!dir$ vector aligned vs. !$omp simd aligned(....)

TimP · ‎12-27-2015

This question arose on a webinar recently. Looking into it, there is more to it than I recognized at first.

Besides evident differences such as the "legacy" Intel specific directive being applicable to array assignments as well as do loops, there is frequently a performance deficit for the omp simd. Looking at generated code, the biggest differences appear to be in more frequent use of AVX vmaskmov instructions for omp simd.

The OpenMP is a bit more trouble, as it involves checking opt-report to see if all the alignments are taken, besides not (to my knowledge) allowing for cases where arrays are aligned at elements other than the first.

Could anyone explain why the older directive (what is it called nowadays, surely not Cilk(tm) Plus?) should produce more efficient code when both are applicable?

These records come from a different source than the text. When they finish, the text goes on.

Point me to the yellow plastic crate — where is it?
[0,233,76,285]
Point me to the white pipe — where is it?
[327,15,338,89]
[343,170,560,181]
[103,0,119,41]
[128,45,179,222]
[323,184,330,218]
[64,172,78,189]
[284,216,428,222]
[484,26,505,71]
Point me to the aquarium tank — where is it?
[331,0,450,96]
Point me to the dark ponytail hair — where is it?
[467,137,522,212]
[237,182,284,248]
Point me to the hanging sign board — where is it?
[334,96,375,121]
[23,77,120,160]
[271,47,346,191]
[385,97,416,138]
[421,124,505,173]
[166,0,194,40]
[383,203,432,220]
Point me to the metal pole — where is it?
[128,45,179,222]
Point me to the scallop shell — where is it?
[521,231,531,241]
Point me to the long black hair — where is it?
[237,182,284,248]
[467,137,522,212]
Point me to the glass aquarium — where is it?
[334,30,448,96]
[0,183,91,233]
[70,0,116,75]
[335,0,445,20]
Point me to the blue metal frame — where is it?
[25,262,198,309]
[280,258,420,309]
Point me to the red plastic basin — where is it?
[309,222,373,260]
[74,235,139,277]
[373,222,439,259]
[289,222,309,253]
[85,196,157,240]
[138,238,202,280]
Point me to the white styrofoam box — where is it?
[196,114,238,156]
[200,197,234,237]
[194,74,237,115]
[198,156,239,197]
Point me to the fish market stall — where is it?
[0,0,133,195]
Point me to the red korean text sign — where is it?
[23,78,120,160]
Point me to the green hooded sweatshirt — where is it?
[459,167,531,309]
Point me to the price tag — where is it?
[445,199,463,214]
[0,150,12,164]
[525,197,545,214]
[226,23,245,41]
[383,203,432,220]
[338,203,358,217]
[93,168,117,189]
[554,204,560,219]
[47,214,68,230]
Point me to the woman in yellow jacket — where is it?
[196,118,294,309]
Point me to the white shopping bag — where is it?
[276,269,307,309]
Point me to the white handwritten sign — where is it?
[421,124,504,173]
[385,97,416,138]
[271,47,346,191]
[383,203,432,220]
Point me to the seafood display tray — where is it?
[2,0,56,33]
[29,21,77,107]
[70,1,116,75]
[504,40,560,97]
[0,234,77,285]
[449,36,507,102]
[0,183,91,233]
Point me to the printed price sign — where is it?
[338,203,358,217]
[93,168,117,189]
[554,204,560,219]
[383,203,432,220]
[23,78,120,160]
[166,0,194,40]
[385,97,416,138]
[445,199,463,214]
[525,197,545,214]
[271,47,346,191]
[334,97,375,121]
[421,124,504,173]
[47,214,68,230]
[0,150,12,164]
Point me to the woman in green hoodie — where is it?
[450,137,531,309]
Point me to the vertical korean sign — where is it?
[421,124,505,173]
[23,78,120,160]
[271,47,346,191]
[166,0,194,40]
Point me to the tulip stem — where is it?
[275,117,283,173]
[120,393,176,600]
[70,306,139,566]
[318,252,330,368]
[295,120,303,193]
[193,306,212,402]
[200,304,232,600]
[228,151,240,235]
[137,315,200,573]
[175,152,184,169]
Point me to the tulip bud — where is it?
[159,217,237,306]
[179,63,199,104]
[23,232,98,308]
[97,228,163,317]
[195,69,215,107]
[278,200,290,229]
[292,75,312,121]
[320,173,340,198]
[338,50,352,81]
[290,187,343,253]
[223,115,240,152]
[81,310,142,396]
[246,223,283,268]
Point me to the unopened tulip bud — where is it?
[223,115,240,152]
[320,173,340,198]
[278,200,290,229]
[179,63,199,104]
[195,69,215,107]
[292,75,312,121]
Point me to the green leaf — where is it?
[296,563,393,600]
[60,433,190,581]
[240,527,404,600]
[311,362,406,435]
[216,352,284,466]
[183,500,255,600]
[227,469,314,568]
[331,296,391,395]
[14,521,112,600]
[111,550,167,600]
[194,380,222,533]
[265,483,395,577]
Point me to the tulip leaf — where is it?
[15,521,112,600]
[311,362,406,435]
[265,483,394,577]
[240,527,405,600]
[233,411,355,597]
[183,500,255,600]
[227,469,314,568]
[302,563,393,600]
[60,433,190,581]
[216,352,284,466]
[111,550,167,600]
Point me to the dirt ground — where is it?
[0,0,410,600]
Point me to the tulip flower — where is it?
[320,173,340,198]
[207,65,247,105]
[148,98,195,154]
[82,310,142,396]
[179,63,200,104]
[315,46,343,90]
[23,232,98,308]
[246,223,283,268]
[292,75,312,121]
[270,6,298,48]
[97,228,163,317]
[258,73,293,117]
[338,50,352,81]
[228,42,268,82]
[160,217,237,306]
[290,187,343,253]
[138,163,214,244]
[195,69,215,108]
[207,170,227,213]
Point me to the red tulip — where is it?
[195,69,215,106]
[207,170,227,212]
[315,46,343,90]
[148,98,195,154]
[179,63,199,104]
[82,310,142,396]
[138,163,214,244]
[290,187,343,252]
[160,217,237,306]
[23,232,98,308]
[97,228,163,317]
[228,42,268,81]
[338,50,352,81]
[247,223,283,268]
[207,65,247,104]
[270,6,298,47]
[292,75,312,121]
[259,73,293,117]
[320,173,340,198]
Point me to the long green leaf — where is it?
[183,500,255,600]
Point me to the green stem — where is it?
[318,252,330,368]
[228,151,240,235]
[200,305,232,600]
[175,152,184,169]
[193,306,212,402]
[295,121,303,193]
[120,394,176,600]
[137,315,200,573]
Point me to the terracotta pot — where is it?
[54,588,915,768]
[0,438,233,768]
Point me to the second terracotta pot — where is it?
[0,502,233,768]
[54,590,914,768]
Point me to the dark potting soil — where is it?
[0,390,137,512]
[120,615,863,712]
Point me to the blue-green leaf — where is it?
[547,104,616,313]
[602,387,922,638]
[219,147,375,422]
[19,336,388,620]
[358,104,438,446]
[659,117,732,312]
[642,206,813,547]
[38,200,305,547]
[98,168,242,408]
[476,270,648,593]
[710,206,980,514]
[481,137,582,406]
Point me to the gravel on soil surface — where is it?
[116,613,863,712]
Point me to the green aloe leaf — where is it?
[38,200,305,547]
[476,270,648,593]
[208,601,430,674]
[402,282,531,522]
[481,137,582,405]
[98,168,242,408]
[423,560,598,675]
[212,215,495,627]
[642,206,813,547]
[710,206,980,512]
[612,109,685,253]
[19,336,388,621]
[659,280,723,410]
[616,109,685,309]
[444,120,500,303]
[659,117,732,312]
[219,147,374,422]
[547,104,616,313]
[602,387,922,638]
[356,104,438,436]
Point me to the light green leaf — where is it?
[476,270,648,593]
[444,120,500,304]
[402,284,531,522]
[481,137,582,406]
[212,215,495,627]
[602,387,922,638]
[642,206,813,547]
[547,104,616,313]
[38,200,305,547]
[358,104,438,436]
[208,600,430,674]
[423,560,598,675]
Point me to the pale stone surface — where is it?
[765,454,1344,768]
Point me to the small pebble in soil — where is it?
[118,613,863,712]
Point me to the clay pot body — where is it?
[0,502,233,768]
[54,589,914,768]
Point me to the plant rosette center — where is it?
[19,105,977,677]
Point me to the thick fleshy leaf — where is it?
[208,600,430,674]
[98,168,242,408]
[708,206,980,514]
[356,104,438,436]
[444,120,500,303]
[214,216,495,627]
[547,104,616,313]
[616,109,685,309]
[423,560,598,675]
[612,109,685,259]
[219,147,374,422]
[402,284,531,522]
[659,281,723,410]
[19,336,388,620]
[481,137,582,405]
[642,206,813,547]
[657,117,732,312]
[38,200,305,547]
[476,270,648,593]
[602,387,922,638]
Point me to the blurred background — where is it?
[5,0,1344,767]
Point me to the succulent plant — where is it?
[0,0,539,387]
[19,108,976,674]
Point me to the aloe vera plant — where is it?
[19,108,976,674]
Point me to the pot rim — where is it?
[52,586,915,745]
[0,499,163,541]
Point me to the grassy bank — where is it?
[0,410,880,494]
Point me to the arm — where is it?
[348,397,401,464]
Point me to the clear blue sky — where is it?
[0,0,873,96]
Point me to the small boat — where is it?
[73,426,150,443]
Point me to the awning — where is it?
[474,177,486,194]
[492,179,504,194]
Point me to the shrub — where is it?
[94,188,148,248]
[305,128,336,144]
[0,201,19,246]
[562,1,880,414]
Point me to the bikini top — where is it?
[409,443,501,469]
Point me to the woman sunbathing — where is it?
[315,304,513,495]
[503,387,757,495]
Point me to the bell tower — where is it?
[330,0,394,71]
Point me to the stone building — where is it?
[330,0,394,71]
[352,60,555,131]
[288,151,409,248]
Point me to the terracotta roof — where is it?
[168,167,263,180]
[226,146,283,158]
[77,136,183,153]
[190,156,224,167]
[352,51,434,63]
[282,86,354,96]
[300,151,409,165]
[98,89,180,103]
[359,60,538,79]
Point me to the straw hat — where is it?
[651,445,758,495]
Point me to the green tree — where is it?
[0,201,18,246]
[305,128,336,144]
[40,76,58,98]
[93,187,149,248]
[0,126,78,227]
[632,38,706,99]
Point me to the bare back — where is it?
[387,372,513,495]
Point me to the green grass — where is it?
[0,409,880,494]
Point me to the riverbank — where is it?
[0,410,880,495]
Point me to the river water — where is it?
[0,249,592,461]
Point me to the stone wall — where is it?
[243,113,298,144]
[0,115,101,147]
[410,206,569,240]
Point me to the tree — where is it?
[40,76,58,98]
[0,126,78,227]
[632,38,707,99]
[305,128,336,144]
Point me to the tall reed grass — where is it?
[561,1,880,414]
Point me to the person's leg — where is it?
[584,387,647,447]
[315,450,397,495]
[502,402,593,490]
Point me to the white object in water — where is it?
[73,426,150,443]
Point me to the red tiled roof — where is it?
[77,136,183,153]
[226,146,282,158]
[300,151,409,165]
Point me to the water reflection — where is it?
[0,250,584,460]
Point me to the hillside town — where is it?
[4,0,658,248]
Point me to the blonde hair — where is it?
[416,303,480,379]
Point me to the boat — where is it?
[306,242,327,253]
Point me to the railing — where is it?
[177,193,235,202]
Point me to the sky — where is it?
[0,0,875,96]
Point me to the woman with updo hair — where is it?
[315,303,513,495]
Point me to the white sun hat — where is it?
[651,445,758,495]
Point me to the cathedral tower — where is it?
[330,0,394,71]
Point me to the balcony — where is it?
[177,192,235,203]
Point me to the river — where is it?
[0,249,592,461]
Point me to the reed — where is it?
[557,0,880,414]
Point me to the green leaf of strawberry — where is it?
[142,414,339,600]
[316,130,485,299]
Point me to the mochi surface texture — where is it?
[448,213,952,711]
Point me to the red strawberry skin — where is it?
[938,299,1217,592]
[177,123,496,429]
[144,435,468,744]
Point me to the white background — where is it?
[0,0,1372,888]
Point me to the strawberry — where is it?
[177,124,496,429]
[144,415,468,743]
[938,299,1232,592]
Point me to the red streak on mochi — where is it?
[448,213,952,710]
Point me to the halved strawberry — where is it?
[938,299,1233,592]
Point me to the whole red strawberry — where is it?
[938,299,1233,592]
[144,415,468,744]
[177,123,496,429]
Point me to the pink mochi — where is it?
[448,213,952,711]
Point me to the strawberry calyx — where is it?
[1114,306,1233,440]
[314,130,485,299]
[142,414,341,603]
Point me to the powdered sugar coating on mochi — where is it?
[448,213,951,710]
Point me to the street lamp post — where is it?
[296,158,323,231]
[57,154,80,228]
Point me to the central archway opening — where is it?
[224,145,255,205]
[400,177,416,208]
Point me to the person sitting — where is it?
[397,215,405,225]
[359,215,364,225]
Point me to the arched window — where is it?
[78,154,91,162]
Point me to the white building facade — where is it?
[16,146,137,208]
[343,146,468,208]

I would see a stronger argument for portable code if it were as efficient. It would also help with the idea of controlling all vectorization by omp simd directives, if anyone buys into that idea.

I suspect a similar situation arises between #pragma vector aligned and omp simd with C for loops; I'll check further if it's of interest. Some C compilers require one or the other pragma to be protected by ifdef or the like, considering them as erroneous syntax. Fortran is more forgiving.

gfortran doesn't appear to take advantage of directive, so I'm not surprised that it has the problem with use of vmaskmov (as it has to deal with more misalignments), as well at not always vectorizing cases where ifort needs directives.

I could post some examples or try to submit IPS if it's of interest.

Steven_L_Intel1 · ‎12-27-2015

Tim, an IPS case would be best in this instance.

TimP · ‎12-28-2015

IPS 6000147679

TimP · ‎12-28-2015

To add to the list of legitimate differences between vector aligned and omp simd aligned, the latter prevents a useful fusion in one of the examples, but I don't see that as accounting for much of the deficit.

The test suite also has a case where omp simd is used intentionally as a portable replacement for the Intel-specific !dir$ nofusion, to avoid a vector misalignment problem with fusion. The alternate solution of peeling and fusing loops explicitly so as to avoid vector misalignment also is demonstrated.